On a similar topic in the Spec Draft PR about concurrent command handling, James mentioned https://github.com/cloudstateio/cloudstate/pull/119#discussion_r404449523 that
the proxy only issues one command at a time
This was lead to the question how the proxy can correlate a Failure without a command_id set. Since "The protocol supports commands being handled concurrently" it would be beneficial to have this correlation explicitly.
I agree with @marcellanz that if simultaneous manipulations are possible then the correlations must be explicit. In fact, mandatorily they should be explicit. @hseeberger maybe that's why it is not possible to return a failure currently
@pvlugter do you have an opinion here?
Hi all What's wrong with having an id for correlation?
I've had a look through, including the history for this.
So #48 added support for multiple entities — entity.Reply was simplified down to just the payload, EventSourcedReply and CrdtReply track the command id, event-sourced and CRDT share the common entity.Failure while the FunctionReply doesn't use failures.

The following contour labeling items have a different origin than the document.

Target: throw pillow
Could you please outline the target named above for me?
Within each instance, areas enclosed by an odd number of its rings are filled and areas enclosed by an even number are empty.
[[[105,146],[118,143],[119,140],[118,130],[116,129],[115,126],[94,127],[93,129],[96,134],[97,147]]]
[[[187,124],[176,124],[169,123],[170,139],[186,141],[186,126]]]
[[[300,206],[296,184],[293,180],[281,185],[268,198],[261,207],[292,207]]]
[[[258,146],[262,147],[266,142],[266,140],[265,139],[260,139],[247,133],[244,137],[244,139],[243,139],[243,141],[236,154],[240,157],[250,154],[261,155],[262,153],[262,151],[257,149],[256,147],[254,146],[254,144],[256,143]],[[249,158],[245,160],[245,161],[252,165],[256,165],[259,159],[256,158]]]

In #154, FunctionReply responses could be failures, and I expect that entity.Failure should've had the command id removed, with EventSourcedFailure and CrdtFailure messages added — so that everything mirrored the reply messages. There's no command id tracking or checking for functions.
So it looks like there shouldn't be a command id on entity.Failure, and there should instead be failure messages specific to event-sourced and CRDTs.
I think supporting correlation ids for functions would be separate from cleaning up the command ids.
And agree the way that things are structured and messages shared could be more understandable, especially with functions being and not being entities.